In the aftermath of an auto accident involving a motorcycle, police consider the actions of both motorists when determining fault. Who is at fault in most motorcycle accidents? In the majority of these accidents, the car driver is at fault. Let’s look at why that is.
Many auto accidents involving motorcycles stem from improper lane changes. Drivers of passenger vehicles are responsible for checking their blind spots every time they merge, which can be frustrating. When lots of motorcyclists are on the road, car drivers often get aggravated at having to accommodate them all—and road rage does nobody any good.
Nearly half of all motorcycle collisions happen during left-hand turns. Motorcycles are obviously much smaller than cars, and it’s harder to see them coming, especially if they’re speeding into the intersection. Occasionally, a motorcyclist will assume fault for an accident if they were speeding or if they ran a red light. However, the driver of the larger vehicle always has a responsibility to look out for smaller ones.

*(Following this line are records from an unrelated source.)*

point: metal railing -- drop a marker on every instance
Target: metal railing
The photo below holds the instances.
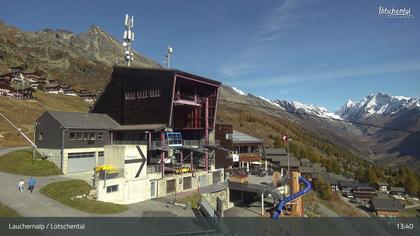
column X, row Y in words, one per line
column 104, row 175
column 129, row 142
column 185, row 143
column 153, row 169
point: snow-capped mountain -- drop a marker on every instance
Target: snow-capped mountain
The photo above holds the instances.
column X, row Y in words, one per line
column 310, row 109
column 293, row 107
column 376, row 106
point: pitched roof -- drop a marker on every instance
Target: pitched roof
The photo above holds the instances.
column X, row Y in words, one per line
column 397, row 189
column 239, row 137
column 275, row 151
column 387, row 204
column 80, row 120
column 172, row 70
column 349, row 183
column 293, row 161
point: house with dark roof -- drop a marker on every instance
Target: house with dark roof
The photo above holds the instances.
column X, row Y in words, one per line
column 382, row 186
column 387, row 207
column 74, row 141
column 305, row 162
column 281, row 158
column 151, row 129
column 397, row 190
column 364, row 191
column 247, row 148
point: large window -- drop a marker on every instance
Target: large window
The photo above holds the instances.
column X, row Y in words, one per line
column 155, row 93
column 112, row 188
column 92, row 136
column 81, row 155
column 142, row 94
column 187, row 183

Most of the time, the car driver is at fault. Car drivers are less likely to be killed in an accident; the steel cage of the passenger vehicle offers them extra protection. Many motorcycle accidents are caused by a car driver’s recklessness or lack of attention. Car drivers are always responsible for checking the conditions around them and keeping an eye on their blind spots, and that goes double when there are motorcyclists on the road. If your car was involved in a motorcycle crash and you do not believe you were at fault, contact a motor vehicle accident lawyer and lay out all the facts. Rossman Law Group has years of experience with auto accident cases and can offer an expert opinion.
Most of the time, motorcyclists will not be at fault. Motorcyclists are 27 times more likely to be killed in multi-vehicle collisions than car drivers. The larger vehicle—the car—causes more damage and can be directly responsible for serious injury or loss of life.
However, motorcyclists must obey the rules of the road just like car drivers. For example, if you and the police are able to prove that the motorcyclist ran a red light, they may be at fault. Motorcyclists are also not exempt from DUI laws. If a post-accident drug test is performed and the motorcyclist tests positive for alcohol or other illicit substances, call a motor vehicle accident lawyer to discuss possible next steps.
If you are involved in a collision with a motorcyclist, keep all the facts in mind as the insurance companies determine fault. Who is at fault in most motorcycle accidents? Most of the time, it’s the car driver, but motorcyclists and car drivers alike must stay aware of their surroundings at all times while on the road.